С тех пор я перестала употреблять это средство как слишком опасное, но уничтожить его не решилась. Напротив, я берегла его, как талисман, и иногда разглядывала с каким-то ребяческим любопытством, не чуждым страха и тайного уважения. Я словно предчувствовала, что талисман этот может когда-нибудь сослужить мне другую службу… И он сослужил.

VIII

Когда и как пришла мне первая мысль об этом? Выросла ли она незаметно, как вырастает дурная трава из дурного семени, или родилась, как змея от змеи, живая?… В последнем случае я знаю ее отца. Это был Поль. Он поставил вопрос так, что его невозможно было решить иначе, и он же свалил на меня весь риск, всю тягость решения… А впрочем, Бог с ним; я его не виню.
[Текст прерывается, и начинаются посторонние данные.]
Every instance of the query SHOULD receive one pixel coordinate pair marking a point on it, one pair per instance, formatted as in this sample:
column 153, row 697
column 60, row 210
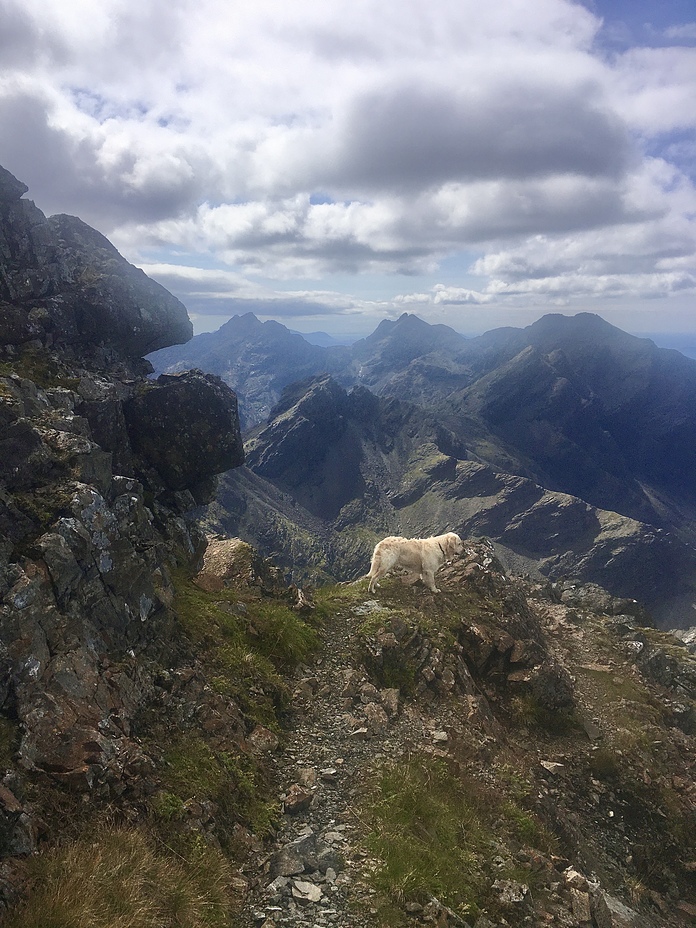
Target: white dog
column 422, row 557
Ему, конечно, труднее было исполнить это, чем мне, и в тысячу раз опаснее.

После тех объяснений с ним, которые вам известны, я уже чувствовала, что это должно развязаться скоро, но мне еще и во сне не снилось – как. На первых порах, повторяю, задача казалась просто неразрешимою. Потом я стала догадываться, что есть решение, но каждый раз, когда я спрашивала себя: «Какое?» – на меня нападал безотчетный страх. Я словно боялась, чтобы мысли не увлекли меня слишком далеко, и старалась не думать о некоторых вещах. Я твердила себе усиленно: брось это, в эту сторону ты не должна смотреть, потому что там кроется что-то ужасное. К несчастию, это легче сказать, чем исполнить. Мысли не только вас не послушают, но даже, назло вам, пойдут как нарочно в ту сторону, куда вы запрещаете им идти. Отчего это, я не могу объяснить, но мне сдается, что тут есть ошибка. Мне что-то сдается, что если мы себе запрещаем думать о чем-нибудь, то мы только себя обманываем, воображая, что мы еще не думаем, между тем, как на самом деле мы уже думали. Так было, по крайней мере, со мною. Были такие вещи, которые, наперекор самой твердой решимости, упорно лезли мне в голову. То, что я отгоняла от себя, не отходило прочь, а только стояло поодаль, как кошка, которая ждет за дверьми, чтобы кто-нибудь, проходя, отворил их, и как только я забывала, что оно не должно быть тут, оно уже было тут. Это было несносно, и у меня, наконец, не хватило терпения. Раз как-то, на даче, в ненастную летнюю ночь, мне не спалось. Измученная напрасною борьбой, я опустила руки; дверь отворилась сама собой, и черная кошка прыгнула ко мне на грудь… С тех пор, до самой зимы, она не покидала меня, да и я не гнала ее уже прочь. Я с нею свыклась, кормила ее, ласкала и холила. Вы понимаете, я говорю это так, только к слову. Собственно, это была не кошка, а мысль, черная мысль, что если одна из нас должна отведать того, что лежит у меня в пузырьке, так уж пусть лучше она. Потому что ей это легче будет. Она умрет без страху, не зная, даже не подозревая, что смерть близка, а я не могу умереть, не зная, что умираю.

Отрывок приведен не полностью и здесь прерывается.